7.4.11

Paulo Hecker Filho sobre Pedro Stiehl

Capa de Liana Timm

Um dos títulos da Coleção 2000, criada pelo IEL em 1997, Breviário profano teve prefácio do poeta Paulo Hecker Filho, que pode ser lido aqui, na íntegra. 

A inteligência começa no título: Breviário profano. Pedro Stiehl nos oferece maneiras de ir levando com consciência e classe, que não faltam a esse lúcido.










        Creio que há tudo
        até mesmo o não-haver
        se isso parece absurdo
        absurdo maior é crer.

        Quer dizer, pode haver tudo o que dizem como não haver; não sou tão tolo que vá crer.

        Ou esta:
        Agora, que estou
        no desconhecido ponto
        do qual parti
        me pergunto se viver
        não é sempre a loucura
        de voltar aqui.

        Quer dizer, parte-se no escuro porque escuro e vai se acabar ainda no escuro.

        Ou este Auto-retrato:

        Eu era assim
        bem ligeiro, olhos fugidios
        magrinho, a pele branca
        um menino pasmo
        de a vida ser tanta.

        Depois fui perdendo um pedaço
        em cada fotografia
        que de mim bateu
        a luz do dia.

        Quer dizer, vai se ficando cético, o que é de certa forma empobrecer.

        Ainda bem que

        na TV um sax surpreende num filme B
        e salva o filme a noite a vida inteira...

        Esse sax, já viram, traz a poesia, que Stiehl vive com palavras precisas, fogos na dose, conceitos, em suma, com inteligência. Uma higiene mental, nos dá um banho com seu livro. Mesmo o momento mais comovente, Retrato de família, traduz numa galeria de definições, até na perplexidade final tão lírica.

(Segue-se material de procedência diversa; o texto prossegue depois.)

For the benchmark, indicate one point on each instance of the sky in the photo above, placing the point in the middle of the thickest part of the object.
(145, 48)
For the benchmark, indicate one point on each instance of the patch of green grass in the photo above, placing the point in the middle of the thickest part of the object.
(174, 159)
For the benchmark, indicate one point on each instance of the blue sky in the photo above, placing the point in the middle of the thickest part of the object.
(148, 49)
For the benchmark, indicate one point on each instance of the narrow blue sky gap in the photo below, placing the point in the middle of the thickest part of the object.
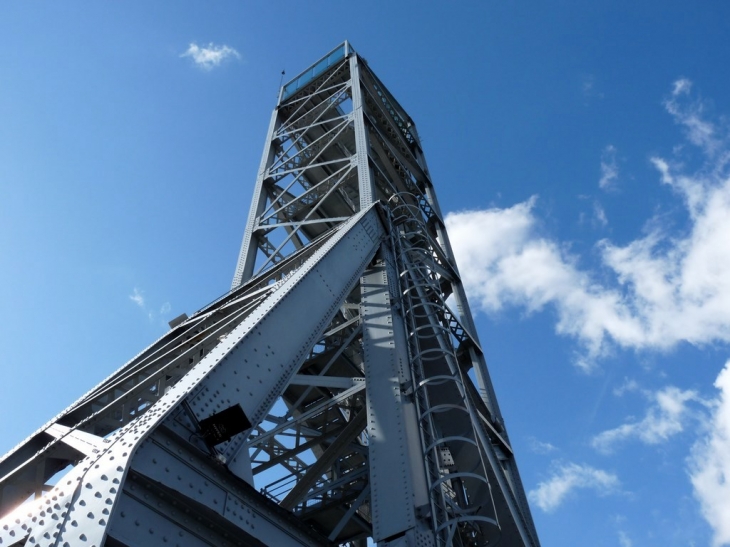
(580, 150)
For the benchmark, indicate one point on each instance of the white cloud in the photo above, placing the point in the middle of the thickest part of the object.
(667, 416)
(539, 447)
(210, 56)
(626, 387)
(550, 494)
(709, 464)
(609, 168)
(137, 297)
(654, 292)
(599, 214)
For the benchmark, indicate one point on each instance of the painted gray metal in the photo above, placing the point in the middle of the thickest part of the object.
(343, 373)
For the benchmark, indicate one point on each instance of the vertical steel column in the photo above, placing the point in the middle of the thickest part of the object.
(362, 142)
(392, 424)
(249, 245)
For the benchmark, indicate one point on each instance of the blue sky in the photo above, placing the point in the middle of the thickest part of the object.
(580, 148)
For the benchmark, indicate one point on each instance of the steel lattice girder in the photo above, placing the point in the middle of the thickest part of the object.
(333, 375)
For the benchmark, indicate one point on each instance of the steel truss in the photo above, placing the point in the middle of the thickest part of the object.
(330, 397)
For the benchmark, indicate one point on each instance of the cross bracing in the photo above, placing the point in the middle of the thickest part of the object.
(331, 396)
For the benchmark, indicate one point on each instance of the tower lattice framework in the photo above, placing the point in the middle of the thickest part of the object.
(331, 396)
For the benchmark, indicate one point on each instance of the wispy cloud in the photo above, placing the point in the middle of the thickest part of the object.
(667, 415)
(539, 447)
(137, 297)
(664, 288)
(566, 479)
(609, 168)
(599, 214)
(210, 56)
(709, 463)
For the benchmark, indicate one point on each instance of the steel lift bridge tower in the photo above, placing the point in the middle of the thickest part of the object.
(330, 397)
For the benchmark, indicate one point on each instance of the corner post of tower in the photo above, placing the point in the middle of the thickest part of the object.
(249, 245)
(362, 142)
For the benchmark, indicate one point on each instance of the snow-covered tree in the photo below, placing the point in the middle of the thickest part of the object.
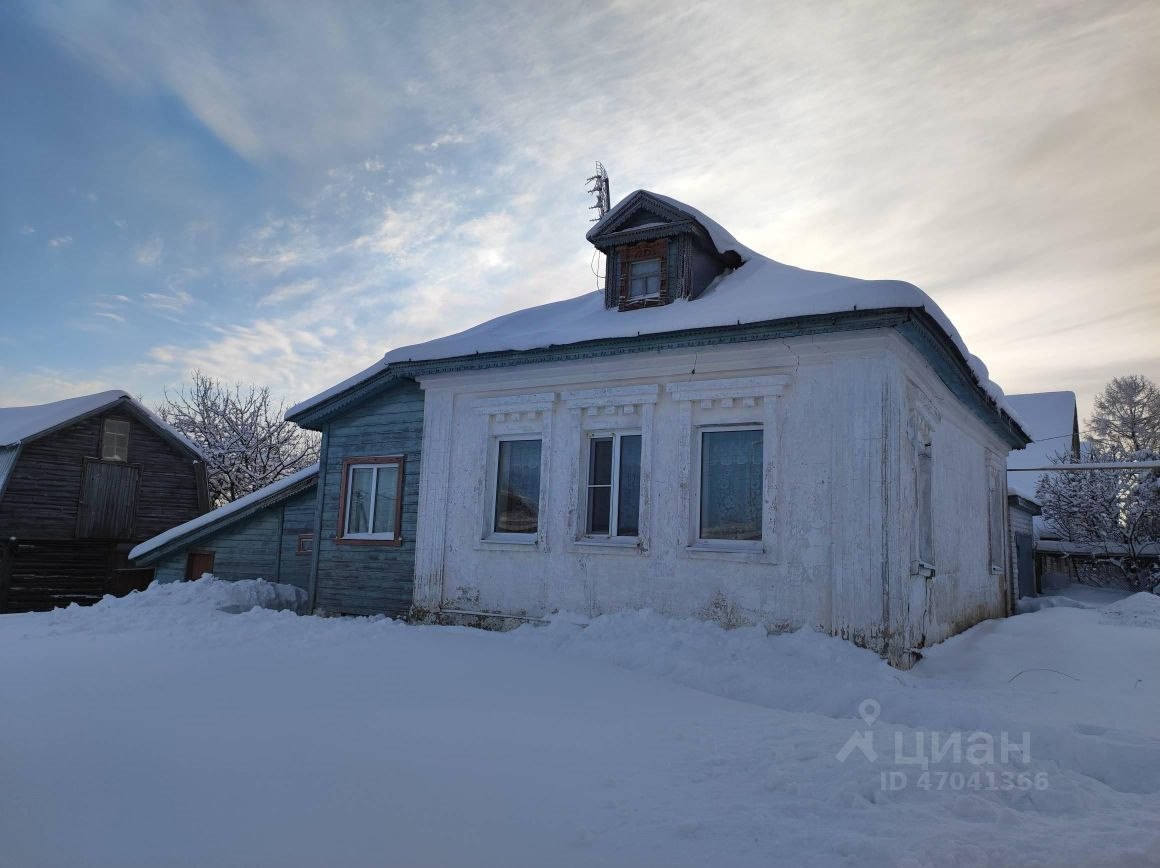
(241, 429)
(1125, 417)
(1115, 512)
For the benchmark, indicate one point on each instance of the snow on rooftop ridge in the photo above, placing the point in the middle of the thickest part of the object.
(760, 290)
(223, 512)
(21, 424)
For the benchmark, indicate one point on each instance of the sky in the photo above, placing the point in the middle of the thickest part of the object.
(281, 192)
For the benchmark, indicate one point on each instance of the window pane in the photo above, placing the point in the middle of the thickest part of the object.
(600, 485)
(359, 504)
(517, 486)
(386, 499)
(731, 470)
(628, 493)
(926, 514)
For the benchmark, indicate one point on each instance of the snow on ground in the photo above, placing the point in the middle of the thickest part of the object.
(164, 730)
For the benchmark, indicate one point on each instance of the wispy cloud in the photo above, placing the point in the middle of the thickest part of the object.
(149, 253)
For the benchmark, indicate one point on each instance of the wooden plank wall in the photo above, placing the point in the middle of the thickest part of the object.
(41, 499)
(370, 579)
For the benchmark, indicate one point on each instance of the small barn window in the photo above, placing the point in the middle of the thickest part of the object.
(731, 484)
(371, 500)
(516, 486)
(614, 485)
(115, 440)
(644, 279)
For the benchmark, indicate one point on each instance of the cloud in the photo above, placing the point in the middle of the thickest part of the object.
(149, 253)
(173, 302)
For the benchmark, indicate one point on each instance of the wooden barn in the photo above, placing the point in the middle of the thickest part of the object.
(81, 482)
(266, 535)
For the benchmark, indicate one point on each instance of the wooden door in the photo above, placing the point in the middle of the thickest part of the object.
(108, 500)
(197, 563)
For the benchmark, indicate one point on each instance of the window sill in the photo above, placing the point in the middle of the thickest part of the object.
(610, 545)
(725, 550)
(509, 542)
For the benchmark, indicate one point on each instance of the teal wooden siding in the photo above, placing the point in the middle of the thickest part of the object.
(370, 579)
(254, 548)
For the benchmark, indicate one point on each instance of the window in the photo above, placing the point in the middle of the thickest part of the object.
(731, 484)
(371, 500)
(517, 486)
(115, 440)
(197, 564)
(614, 485)
(644, 279)
(925, 497)
(995, 508)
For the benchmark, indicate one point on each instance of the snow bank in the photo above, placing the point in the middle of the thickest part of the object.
(630, 739)
(1142, 609)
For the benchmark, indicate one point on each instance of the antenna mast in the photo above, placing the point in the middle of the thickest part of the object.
(599, 188)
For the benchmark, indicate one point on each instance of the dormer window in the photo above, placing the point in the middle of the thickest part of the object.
(644, 279)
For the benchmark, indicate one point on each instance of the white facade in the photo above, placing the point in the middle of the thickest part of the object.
(852, 425)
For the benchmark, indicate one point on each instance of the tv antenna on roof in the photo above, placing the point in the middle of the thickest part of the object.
(599, 182)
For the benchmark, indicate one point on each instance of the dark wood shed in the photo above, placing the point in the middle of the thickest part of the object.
(81, 482)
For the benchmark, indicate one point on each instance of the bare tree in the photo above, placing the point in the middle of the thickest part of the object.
(1125, 418)
(241, 429)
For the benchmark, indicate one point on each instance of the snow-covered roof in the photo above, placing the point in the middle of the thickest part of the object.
(272, 493)
(21, 424)
(1049, 419)
(758, 291)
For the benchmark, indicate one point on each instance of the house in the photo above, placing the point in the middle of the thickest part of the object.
(265, 535)
(81, 482)
(713, 434)
(1052, 422)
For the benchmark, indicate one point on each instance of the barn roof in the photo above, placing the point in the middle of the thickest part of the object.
(225, 515)
(19, 425)
(760, 290)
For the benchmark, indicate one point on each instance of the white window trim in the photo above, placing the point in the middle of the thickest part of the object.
(374, 501)
(742, 402)
(700, 543)
(600, 412)
(615, 435)
(514, 417)
(493, 468)
(115, 439)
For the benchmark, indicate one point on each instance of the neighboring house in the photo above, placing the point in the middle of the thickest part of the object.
(265, 535)
(712, 434)
(1052, 421)
(81, 480)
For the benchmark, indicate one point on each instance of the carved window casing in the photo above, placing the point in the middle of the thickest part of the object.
(616, 417)
(922, 418)
(730, 421)
(644, 254)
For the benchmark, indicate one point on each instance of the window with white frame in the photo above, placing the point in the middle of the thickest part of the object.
(995, 510)
(517, 461)
(644, 279)
(371, 500)
(614, 485)
(731, 483)
(115, 440)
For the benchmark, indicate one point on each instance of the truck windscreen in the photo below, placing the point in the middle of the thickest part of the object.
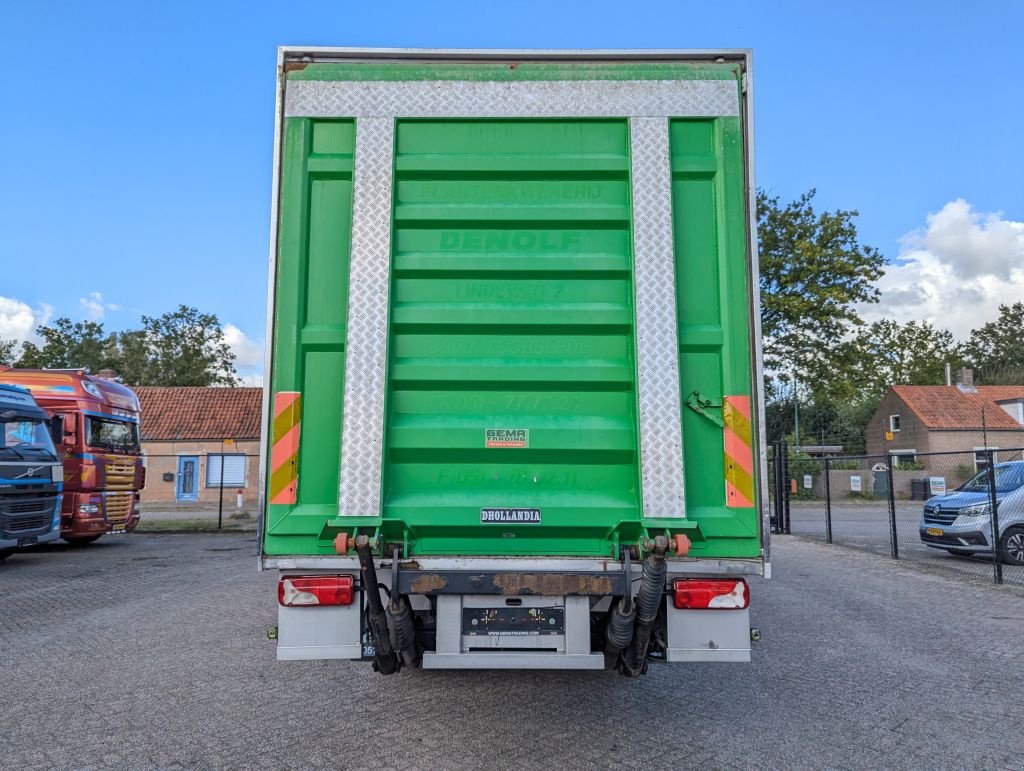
(113, 434)
(26, 437)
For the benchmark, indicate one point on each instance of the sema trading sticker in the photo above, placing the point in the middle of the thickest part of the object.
(511, 516)
(506, 437)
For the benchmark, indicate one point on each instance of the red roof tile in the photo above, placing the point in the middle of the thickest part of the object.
(170, 414)
(947, 407)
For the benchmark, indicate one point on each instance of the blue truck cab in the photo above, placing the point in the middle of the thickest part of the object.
(31, 473)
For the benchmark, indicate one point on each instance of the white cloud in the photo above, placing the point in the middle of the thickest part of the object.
(954, 271)
(18, 319)
(94, 307)
(248, 353)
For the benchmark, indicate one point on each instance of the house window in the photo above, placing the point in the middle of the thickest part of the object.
(233, 467)
(981, 458)
(904, 458)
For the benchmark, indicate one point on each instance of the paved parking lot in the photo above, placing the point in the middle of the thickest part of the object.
(151, 651)
(866, 525)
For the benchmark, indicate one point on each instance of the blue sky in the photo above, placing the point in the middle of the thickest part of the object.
(136, 144)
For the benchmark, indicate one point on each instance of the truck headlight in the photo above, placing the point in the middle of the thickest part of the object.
(977, 510)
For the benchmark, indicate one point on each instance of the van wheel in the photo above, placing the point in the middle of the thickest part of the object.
(1012, 546)
(85, 541)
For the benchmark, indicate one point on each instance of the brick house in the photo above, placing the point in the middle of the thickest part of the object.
(194, 439)
(911, 421)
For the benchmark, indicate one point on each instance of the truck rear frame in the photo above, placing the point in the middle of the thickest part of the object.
(700, 612)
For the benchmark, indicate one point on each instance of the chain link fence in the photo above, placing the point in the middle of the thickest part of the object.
(939, 510)
(202, 490)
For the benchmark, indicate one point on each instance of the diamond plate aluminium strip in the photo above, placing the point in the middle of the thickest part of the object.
(657, 347)
(709, 98)
(366, 348)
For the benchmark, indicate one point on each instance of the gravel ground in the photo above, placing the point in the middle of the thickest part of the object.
(151, 651)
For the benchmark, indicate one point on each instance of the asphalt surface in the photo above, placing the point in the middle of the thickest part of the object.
(151, 651)
(866, 525)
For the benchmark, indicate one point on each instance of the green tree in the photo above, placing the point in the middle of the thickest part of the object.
(7, 351)
(813, 272)
(67, 344)
(892, 353)
(996, 349)
(180, 348)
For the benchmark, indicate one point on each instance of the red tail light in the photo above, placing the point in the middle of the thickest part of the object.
(294, 591)
(717, 594)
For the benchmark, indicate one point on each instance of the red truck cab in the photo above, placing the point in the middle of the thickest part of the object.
(102, 461)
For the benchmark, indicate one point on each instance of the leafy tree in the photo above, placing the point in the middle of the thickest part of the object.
(7, 351)
(996, 348)
(893, 353)
(179, 348)
(67, 344)
(813, 272)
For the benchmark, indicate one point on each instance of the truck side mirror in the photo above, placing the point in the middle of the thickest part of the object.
(69, 427)
(56, 429)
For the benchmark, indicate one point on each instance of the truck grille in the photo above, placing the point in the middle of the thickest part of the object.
(119, 507)
(120, 475)
(27, 513)
(938, 516)
(25, 524)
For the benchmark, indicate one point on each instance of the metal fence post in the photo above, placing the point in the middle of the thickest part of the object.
(773, 470)
(220, 499)
(786, 488)
(993, 503)
(892, 508)
(827, 504)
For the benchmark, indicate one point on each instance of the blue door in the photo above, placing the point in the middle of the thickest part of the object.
(187, 477)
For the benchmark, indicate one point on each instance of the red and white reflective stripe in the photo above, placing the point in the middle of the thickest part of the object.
(295, 591)
(711, 594)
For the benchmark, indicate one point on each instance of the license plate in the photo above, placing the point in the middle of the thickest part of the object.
(519, 622)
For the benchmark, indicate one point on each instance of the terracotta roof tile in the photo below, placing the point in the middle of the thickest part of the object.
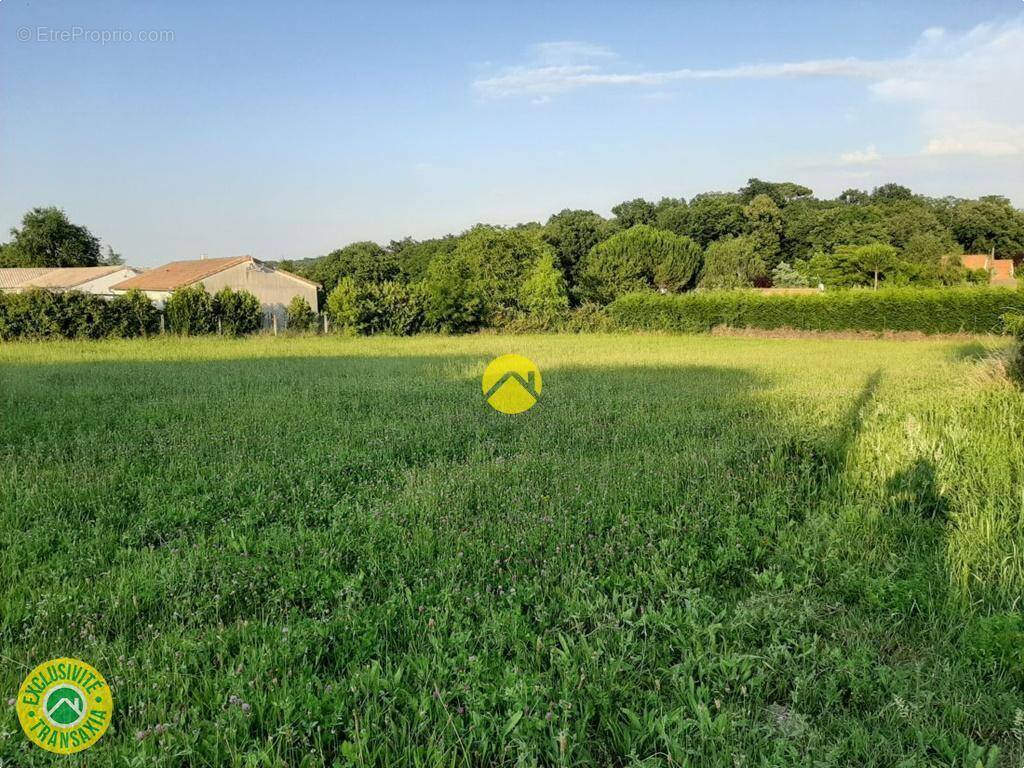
(178, 273)
(67, 278)
(13, 276)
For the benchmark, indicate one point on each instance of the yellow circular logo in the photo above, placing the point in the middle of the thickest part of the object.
(511, 383)
(65, 706)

        Isso não se improvisa. Só vem com uma operosa maturação emocional e intelectual. Ele já era o poeta de hoje quando me enviou uma pilha de versos em 93 para opinar. Fiquei cativado. Fiz triagens, mas valorizando vários trechos realizados e que aqui ressurgem. Já no ano seguinte, me surpreende com um admirável livro de contos, Um dia a lua cai, e logo apresento a edição com esta síntese:

            Depois de ter reconhecido o poeta em Pedro Stiehl, o que é sempre uma espécie de recomeço do mundo, tive de me abrir para o contista. Títulos como Um dia a lua cai, Por um cristal partido, Esses homens mostram mais que uma vocação de narrador: alguém que revela a vida por vê-la com profunda e solidária liberdade.

Logo escrevo artigo sobre o volume cujo teor se pode avaliar pelo título: A lua cai em Montenegro, nada menos. Pois ele é de Montenegro, aqui pertinho, quem diria? E casado, 42 anos*, nas horas vagas dando expediente, com ponto, na CEF.

Luiz Antonio de Assis Brasil, que ensina o conto há mais de quinze anos, também se empolga: o leitor se envolve na trama até a raiz dos cabelos e um fato é certo: ninguém ficará indiferente a esses contos da mais alta, simples e pura literatura. (RS, 24 de maio de 1995).

Stiehl dirige ainda páginas literárias em jornais locais, publicando regularmente críticas, crônicas, cenas, piadas, breviários. Em 1998, edita Antimelancolia crônica, reunindo algumas dessas matérias e o nível cultural é uma exceção no Estado, especialmente no Interior.

Ao lado disso, compõe um longo romance, ainda inédito, com um propósito à Erico Verissimo de contar, entre novelas pessoais, a história do município. Como em O tempo e o vento, a ficção acaba restringida pela intenção histórica, mas já, nesta primeira versão, se respeitam a imaginação e o fôlego e é possível que, na definitiva, se respeite muito mais.

Não contente, está com um novo volume de contos a sair e acaba de publicar Vida fora da gangue, um romance infanto-juvenil pleno de fantasia e observações justas, embora eu embirre com o gênero que tende, como no caso, a simplificar os caracteres para se manter leve, à altura do público alvo.

Isso o que apareceu, deve haver mais nas gavetas. Stiehl tem dois metros de estatura e fibra, ainda bem que cultivada e inteligente como começamos a mostrar. Erguida a cortina deste prefácio, usufrua o leitor alguns de seus melhores momentos na performance do poeta.

PAULO HECKER FILHO

* Pedro Stiehl nasceu em 1958, tinha 42 anos em 2000, quando foi publicado Breviário profano.